So the problem is that you need to choose which certificate you’re going to use before you see the Host header. There are basically 2 ways to deal with this:
- Just put every site on your server on the same certificate (make a certificate for all of julia.com bork.com cookies.com awesome.com pandas.com)
- Use SNI. (“Server Name Indication”)
SNI is a standard where, when getting a website, you say “hey I’m gonna want julia.com” and the server is like “ok encryption time! I will use the cert for julia.com!” and then you say, secretly: “Host: julia.com. here’s more about that.”
More technically speaking the very first packet in a TLS negotiation is called the “Client Hello” packet. This packet has a hostname like julia.com in it! So you can get the hostname out of that packet and then continue the negotiation with the right certificate.
Paul Tagliamonte, who is great, wrote a parser that will let you extract the SNI hostname from a TLS packet! This is neat because you can see that it is only 150 lines of code or so.
a story about nginx & SNI
nginx is another web server! Let’s imagine you configure it this way.
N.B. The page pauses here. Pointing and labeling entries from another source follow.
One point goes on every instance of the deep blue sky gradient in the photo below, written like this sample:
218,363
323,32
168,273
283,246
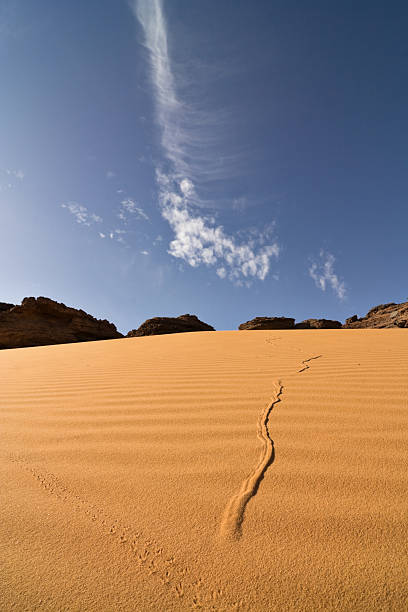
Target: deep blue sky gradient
315,97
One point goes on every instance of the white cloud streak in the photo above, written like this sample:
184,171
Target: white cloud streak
129,207
82,214
322,272
190,144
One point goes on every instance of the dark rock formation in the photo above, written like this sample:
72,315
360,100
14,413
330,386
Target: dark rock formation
318,324
40,321
269,323
4,306
170,325
381,316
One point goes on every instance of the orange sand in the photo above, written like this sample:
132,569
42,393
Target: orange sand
206,471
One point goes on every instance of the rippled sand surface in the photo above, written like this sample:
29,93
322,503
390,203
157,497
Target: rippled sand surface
206,471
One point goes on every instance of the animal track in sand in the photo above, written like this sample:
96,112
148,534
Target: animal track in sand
305,361
149,556
231,524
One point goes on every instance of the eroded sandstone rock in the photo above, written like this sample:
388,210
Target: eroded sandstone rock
40,321
170,325
268,323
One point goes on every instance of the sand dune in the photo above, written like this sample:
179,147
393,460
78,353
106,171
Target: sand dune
206,471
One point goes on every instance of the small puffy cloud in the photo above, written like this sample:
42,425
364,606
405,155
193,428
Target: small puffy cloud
322,272
82,214
199,241
129,207
239,204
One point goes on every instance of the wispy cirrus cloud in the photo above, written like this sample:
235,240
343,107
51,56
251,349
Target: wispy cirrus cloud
190,142
199,241
322,272
81,213
130,207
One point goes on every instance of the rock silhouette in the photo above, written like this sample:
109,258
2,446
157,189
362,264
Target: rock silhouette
40,321
170,325
268,323
318,324
381,316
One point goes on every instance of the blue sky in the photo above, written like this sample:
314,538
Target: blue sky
224,158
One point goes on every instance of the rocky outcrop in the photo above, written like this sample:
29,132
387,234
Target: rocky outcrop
268,323
4,306
318,324
170,325
381,316
40,321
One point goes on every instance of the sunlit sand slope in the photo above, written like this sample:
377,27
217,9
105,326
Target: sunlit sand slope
206,471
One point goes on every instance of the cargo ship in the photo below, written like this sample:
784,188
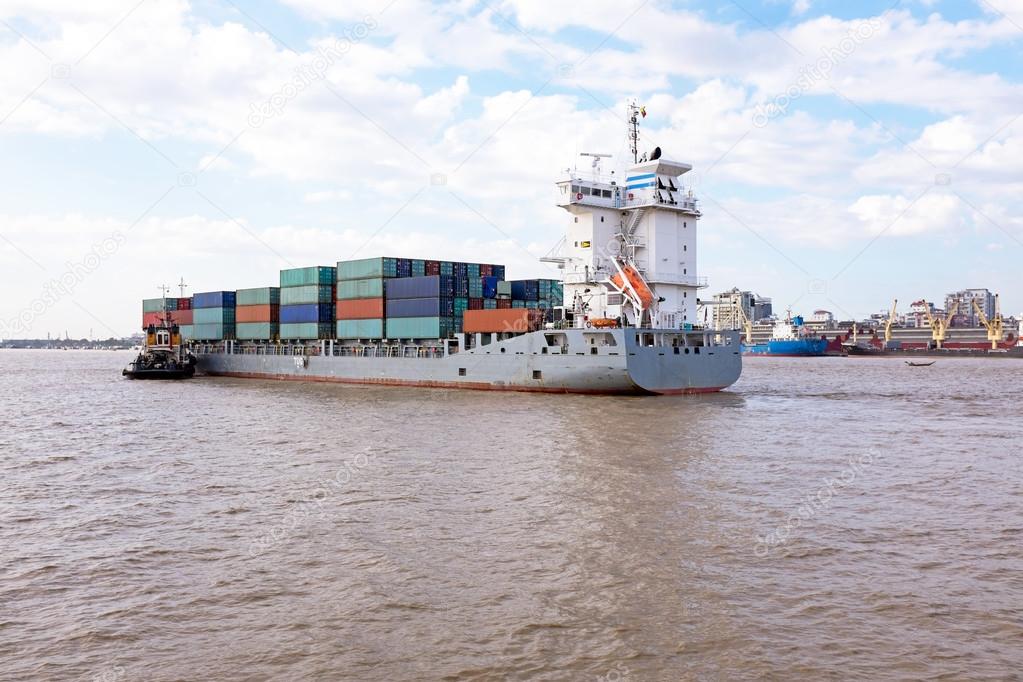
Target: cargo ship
789,338
618,320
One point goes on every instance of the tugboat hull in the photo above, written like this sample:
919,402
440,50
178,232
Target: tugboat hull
165,374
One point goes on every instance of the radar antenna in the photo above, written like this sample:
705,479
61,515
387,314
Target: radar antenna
634,112
595,165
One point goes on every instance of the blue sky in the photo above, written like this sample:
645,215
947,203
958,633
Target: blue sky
845,153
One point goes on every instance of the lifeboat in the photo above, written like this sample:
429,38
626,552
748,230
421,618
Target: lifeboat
634,282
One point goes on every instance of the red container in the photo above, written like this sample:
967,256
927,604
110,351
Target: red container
515,319
360,309
257,314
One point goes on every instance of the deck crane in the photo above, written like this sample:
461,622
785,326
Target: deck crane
747,323
890,323
995,326
939,325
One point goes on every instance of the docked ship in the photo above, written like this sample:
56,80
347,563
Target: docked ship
789,338
625,323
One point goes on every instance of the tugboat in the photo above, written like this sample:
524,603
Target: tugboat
163,356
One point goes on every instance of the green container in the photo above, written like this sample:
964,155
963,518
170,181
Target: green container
419,327
263,296
360,288
306,330
213,316
360,328
257,330
299,296
157,305
319,274
213,331
367,267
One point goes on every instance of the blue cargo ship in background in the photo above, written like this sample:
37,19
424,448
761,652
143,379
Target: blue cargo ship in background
789,339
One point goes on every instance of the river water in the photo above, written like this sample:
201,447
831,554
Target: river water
826,518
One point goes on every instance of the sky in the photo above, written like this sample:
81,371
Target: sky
844,153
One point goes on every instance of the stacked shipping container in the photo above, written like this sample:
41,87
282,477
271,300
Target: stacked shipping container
360,296
258,314
307,303
367,299
213,316
420,307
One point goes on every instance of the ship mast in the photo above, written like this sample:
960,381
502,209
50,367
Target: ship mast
634,130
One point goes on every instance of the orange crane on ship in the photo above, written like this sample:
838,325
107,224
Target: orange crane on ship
995,326
939,325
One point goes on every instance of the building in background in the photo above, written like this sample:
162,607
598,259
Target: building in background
755,308
966,316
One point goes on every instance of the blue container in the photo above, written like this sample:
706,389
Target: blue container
433,307
419,287
214,300
525,289
322,313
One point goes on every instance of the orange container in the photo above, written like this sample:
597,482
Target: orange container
257,314
501,319
360,309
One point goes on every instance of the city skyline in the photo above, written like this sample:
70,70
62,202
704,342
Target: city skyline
852,154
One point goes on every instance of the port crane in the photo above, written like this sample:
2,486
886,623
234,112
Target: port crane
995,326
939,325
890,323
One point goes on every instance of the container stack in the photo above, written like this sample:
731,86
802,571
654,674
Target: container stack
307,303
213,316
258,314
420,307
360,296
504,320
152,310
543,294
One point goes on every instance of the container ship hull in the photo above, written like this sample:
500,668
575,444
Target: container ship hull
800,348
616,361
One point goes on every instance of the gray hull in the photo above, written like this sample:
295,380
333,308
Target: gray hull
614,361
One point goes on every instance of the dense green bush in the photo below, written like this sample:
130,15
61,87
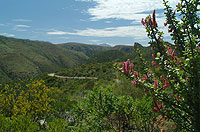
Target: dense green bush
176,87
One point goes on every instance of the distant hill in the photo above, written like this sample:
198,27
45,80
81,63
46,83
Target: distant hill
124,48
19,57
106,56
84,48
105,45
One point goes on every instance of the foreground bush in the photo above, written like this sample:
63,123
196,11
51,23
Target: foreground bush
176,87
101,110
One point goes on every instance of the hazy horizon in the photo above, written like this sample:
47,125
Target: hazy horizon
114,22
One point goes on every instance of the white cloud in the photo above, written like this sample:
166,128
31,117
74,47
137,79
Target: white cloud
124,9
94,41
7,34
108,22
57,33
123,31
22,26
22,20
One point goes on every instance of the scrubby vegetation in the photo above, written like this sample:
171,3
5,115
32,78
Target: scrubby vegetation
153,94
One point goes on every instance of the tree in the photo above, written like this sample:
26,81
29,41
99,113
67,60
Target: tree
176,87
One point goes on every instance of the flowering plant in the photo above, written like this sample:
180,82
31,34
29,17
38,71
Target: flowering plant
176,87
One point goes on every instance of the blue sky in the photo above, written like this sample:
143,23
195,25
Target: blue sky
86,21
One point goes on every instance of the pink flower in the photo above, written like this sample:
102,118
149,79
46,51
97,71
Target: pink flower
149,74
144,22
136,75
144,78
169,50
173,53
165,24
154,20
124,67
134,82
131,68
154,63
154,55
198,47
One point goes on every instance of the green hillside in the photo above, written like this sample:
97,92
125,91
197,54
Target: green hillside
84,48
19,58
106,56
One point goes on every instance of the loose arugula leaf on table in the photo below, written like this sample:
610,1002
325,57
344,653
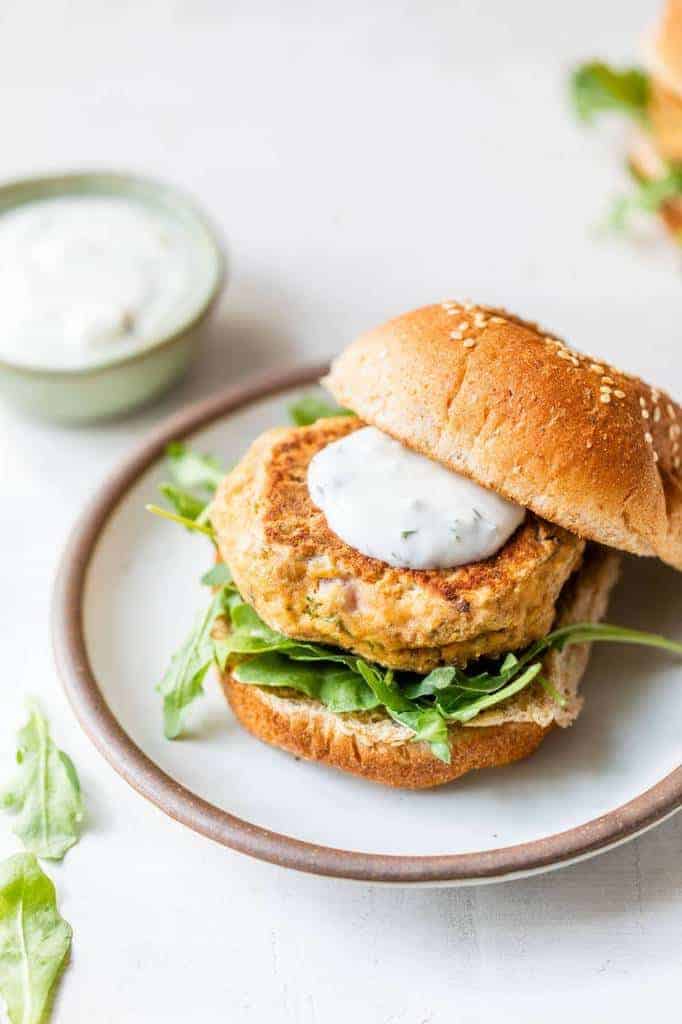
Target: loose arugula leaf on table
311,408
596,87
34,939
46,794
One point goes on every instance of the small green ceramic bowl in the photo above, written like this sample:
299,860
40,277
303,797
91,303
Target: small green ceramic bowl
116,385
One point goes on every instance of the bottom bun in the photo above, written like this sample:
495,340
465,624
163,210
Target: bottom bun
647,165
371,744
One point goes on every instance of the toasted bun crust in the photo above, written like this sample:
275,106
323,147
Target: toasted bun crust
374,747
492,396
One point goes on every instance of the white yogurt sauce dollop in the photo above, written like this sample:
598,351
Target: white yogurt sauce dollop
85,279
397,506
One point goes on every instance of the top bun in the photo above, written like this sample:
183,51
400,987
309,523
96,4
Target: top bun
494,397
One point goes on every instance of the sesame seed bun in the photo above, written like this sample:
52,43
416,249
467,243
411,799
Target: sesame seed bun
372,745
578,441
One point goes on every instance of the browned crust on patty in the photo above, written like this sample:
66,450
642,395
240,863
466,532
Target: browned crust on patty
303,581
372,745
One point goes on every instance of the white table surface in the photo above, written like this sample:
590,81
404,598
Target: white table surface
360,159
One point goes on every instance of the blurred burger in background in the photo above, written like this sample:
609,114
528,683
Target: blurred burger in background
652,98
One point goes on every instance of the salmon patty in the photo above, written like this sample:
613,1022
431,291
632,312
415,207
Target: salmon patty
306,583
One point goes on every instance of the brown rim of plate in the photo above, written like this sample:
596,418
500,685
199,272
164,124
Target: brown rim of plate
86,698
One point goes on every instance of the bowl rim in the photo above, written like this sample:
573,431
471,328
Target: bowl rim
121,183
621,823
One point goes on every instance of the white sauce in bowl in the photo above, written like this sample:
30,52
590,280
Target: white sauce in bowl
392,504
87,279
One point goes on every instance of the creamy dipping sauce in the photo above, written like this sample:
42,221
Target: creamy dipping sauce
91,278
392,504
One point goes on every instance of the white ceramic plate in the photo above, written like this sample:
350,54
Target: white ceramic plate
126,596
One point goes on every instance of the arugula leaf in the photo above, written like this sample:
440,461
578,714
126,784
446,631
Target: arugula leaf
46,794
190,470
190,524
596,87
648,197
34,939
183,680
218,576
185,504
311,408
339,689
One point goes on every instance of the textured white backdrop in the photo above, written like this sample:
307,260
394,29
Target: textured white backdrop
360,159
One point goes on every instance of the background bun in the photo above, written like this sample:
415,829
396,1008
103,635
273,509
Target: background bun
579,442
665,47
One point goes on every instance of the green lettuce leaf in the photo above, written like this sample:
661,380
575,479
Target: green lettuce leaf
194,471
338,688
34,939
596,87
184,503
46,794
311,408
343,682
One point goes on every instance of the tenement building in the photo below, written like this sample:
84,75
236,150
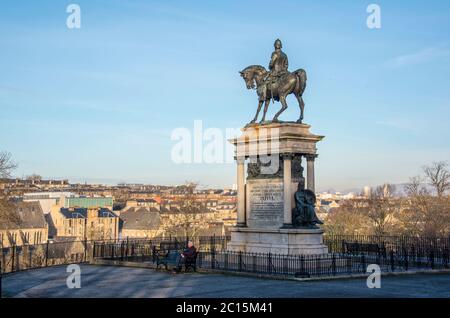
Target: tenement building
30,226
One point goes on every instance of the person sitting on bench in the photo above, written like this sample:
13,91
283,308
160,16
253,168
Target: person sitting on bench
189,252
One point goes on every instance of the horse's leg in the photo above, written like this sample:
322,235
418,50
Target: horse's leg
266,107
301,104
257,112
283,108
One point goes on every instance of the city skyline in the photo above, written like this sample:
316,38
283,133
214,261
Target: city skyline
92,104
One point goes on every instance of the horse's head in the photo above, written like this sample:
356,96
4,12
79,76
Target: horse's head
252,74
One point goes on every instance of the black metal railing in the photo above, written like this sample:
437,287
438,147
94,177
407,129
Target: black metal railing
17,258
347,254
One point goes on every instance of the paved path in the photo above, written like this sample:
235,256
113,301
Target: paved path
109,281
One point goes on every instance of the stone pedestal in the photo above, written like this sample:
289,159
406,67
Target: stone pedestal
273,156
277,241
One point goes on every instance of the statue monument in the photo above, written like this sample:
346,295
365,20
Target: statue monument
276,214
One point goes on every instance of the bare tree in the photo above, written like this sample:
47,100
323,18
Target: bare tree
34,177
381,208
423,214
190,220
7,209
6,164
438,176
415,187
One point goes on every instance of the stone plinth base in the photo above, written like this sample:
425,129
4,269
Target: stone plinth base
277,241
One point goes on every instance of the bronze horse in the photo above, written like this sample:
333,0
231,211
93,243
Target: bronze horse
289,83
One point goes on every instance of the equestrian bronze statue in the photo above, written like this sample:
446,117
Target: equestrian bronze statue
304,213
275,84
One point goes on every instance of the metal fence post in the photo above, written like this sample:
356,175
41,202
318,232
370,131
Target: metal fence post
85,250
46,253
392,260
333,264
405,256
1,274
432,259
13,260
240,260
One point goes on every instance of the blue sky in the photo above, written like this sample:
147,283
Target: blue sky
99,103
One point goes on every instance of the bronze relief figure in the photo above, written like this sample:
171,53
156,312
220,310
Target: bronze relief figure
275,84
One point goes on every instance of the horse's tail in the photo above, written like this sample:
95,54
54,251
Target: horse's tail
301,74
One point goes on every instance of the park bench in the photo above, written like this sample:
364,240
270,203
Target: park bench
364,248
167,253
191,263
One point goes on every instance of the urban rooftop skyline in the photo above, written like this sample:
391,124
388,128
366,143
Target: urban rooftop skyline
94,104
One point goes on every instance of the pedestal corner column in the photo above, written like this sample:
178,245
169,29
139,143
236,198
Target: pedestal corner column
287,195
241,221
310,182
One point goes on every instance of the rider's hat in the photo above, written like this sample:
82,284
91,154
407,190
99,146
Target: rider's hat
277,41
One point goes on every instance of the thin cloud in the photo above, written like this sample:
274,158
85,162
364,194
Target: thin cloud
422,56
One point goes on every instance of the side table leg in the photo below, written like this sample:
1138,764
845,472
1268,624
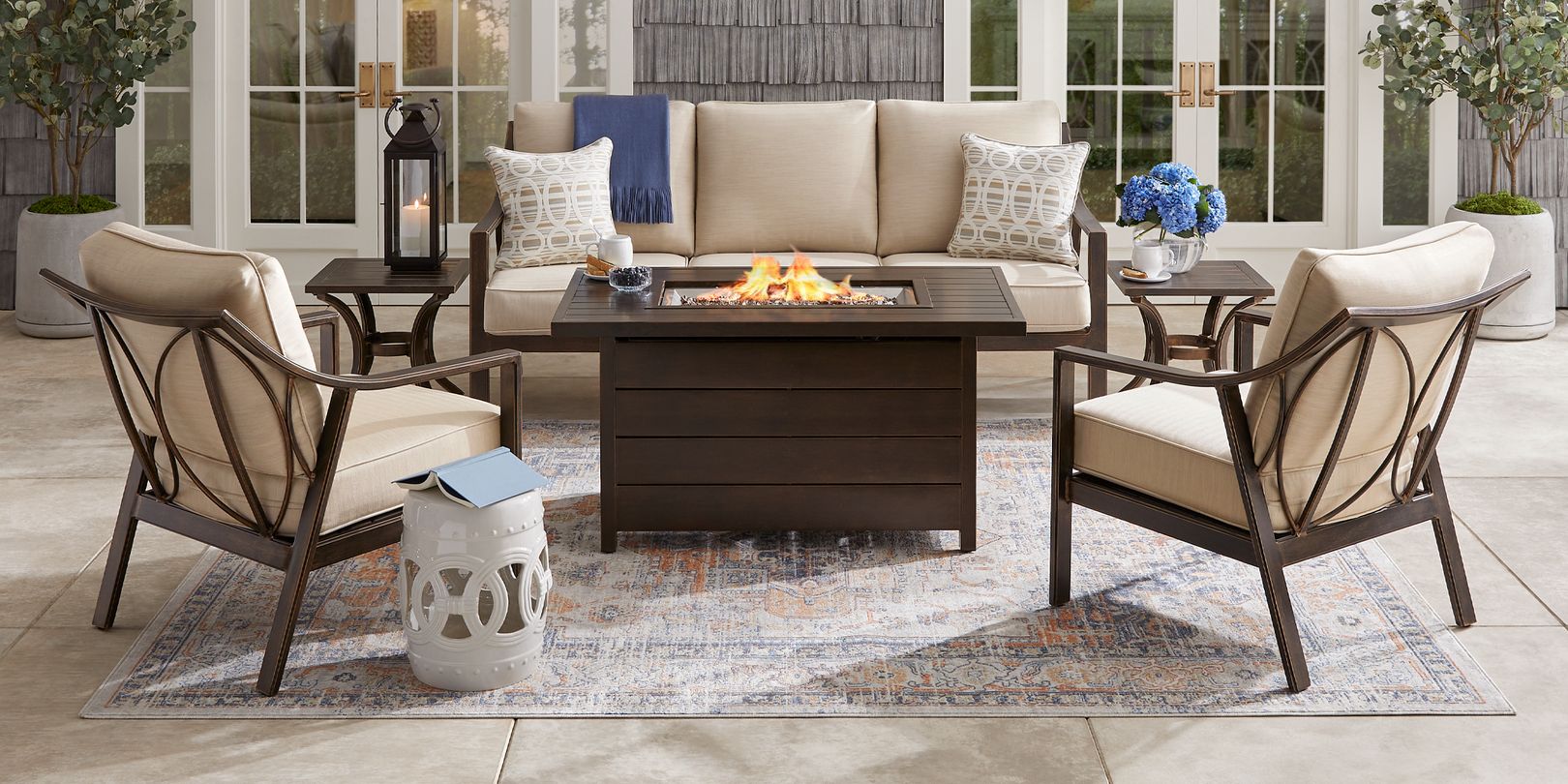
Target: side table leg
356,333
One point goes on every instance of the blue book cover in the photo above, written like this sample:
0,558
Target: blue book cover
480,480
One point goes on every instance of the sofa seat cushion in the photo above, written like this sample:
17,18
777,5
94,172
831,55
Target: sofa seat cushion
1168,441
1054,298
821,259
521,301
391,433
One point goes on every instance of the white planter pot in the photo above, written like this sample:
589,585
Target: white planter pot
1524,242
50,242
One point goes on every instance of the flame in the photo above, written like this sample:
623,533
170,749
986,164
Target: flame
801,283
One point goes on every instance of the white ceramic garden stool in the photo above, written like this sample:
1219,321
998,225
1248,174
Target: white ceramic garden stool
474,587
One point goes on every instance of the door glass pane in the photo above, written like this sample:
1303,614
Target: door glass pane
1147,52
1299,43
487,33
330,157
1092,43
1092,115
275,43
275,157
168,159
582,45
1406,176
1244,41
993,43
1299,156
1244,156
427,43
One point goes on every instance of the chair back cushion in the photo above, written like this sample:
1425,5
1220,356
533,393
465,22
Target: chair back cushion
1435,265
920,166
778,176
548,128
143,268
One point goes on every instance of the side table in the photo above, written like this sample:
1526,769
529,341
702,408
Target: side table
363,278
1219,280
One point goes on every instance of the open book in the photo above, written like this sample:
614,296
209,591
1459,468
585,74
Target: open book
480,480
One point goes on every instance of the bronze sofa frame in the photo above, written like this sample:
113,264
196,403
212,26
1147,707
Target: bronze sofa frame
485,240
146,498
1423,496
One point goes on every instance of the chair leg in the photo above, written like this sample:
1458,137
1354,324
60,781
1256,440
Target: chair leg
281,637
119,549
1286,632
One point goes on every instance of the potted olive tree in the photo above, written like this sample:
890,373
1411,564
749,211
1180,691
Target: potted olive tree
1509,58
75,65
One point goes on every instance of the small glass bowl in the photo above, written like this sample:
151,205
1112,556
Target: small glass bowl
631,278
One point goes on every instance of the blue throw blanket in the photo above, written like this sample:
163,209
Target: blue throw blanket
639,128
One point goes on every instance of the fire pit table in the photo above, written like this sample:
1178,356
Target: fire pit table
808,416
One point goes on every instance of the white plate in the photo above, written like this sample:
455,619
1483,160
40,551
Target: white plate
1151,280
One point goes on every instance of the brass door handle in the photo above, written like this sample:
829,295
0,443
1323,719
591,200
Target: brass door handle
1186,86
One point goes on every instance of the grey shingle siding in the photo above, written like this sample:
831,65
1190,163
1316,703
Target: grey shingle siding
24,177
1543,176
789,49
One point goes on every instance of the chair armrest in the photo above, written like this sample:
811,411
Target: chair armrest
326,320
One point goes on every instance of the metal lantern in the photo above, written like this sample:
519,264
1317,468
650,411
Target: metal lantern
416,181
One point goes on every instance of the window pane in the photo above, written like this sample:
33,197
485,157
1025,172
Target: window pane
584,40
168,159
275,157
1244,41
1299,156
1406,176
1244,156
1299,43
177,71
330,157
1148,32
1092,43
1092,115
993,43
275,43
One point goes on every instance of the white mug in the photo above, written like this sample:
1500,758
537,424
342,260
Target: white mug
1150,257
614,248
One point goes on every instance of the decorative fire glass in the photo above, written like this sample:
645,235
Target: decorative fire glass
416,177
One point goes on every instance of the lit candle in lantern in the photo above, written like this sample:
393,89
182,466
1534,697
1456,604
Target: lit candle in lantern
414,229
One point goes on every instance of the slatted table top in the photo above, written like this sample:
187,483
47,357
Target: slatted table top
1209,278
961,301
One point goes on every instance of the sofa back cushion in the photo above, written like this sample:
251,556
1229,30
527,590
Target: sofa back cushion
548,128
778,176
920,165
1429,267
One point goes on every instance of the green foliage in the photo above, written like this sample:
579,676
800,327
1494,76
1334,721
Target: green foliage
1509,58
75,65
1501,204
71,206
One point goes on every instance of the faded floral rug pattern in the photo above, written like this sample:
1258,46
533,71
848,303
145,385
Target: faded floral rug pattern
829,624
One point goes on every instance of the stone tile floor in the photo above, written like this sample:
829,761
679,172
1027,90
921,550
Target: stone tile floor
61,470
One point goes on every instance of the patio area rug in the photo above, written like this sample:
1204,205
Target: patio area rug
872,624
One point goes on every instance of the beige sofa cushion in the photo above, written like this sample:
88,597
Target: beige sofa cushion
548,128
391,433
139,267
1054,298
784,257
920,166
523,301
786,176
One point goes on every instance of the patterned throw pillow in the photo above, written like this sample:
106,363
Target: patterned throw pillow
1018,201
553,202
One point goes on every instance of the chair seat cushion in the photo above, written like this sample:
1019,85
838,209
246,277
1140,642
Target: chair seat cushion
391,433
521,301
1054,296
817,257
1168,441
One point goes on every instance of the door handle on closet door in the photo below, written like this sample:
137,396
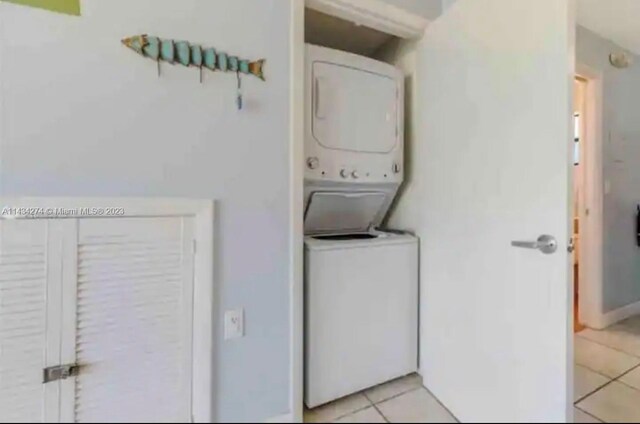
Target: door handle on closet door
546,244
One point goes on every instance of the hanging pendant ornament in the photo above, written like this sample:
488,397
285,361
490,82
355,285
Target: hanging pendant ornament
239,98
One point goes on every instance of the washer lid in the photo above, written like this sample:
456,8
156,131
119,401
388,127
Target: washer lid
343,211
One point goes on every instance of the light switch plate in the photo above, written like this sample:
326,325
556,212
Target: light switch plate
234,324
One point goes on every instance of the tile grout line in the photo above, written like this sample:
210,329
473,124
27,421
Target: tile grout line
611,380
355,411
384,417
397,395
599,343
616,379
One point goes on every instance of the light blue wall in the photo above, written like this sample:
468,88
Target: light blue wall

This is an experiment my awesome coworker Ray ran when we were trying to understand how nginx works.
# this is not exactly how nginx is configured but it's close
server {
listen 443 ssl;
server_name 'julia.com';
ssl_certificate julia.com;
return 200 "I'm julia.com";
}
server {
listen 443 ssl;
name 'bork.com';
ssl_certificate bork.com;
return 200 "I'm bork.com";
}
So, what happens if you set an SNI of julia.com, but then a Host header of bork.com? You can do this with curl https://julia.com -H "Host: bork.com"
Then you will get
- an SSL certificate for julia.com
- and it will say “I’m bork.com”
Really. Now this makes some sense – if I open up a TCP connection to the server, I might make a lot of different HTTP requests inside for different websites (like julia.com, bork.com, cookies.com), and it needs to deal with that somehow! It can’t change SSL certificates in the middle.
You might wonder “wait, is that secure to send requests for bork.com to julia.com?”. It’s okay! If you have a secure connection set up with a computer (you believe that computer is who you think it is), then it seems reasonable to send many requests to that computer (for instance for both images.google.com and google.com).
But it’s a little weird, right? I wanted to make extra sure that I understood how this worked, so I went and read some of the nginx source code. It turns out that there is a big file called ngx_http_request.c, and in it there is a function called ngx_http_find_virtual_server
, defined here.
In that file, you’ll see that ngx_http_find_virtual_server
is called twice per TLS request. Once to find the server block matching the SNI host (julia.com), to pick the right certificate. Then it’s called a second time when you get a Host header, to pick which server block to actually serve the response from..
So that’s how we get a response saying bork.com but a certificate for julia.com!
<3 fundamentals
Learning how HTTP works was an a+ move. It would be totally impossible for me to configure webservers at work if I didn’t know how it worked!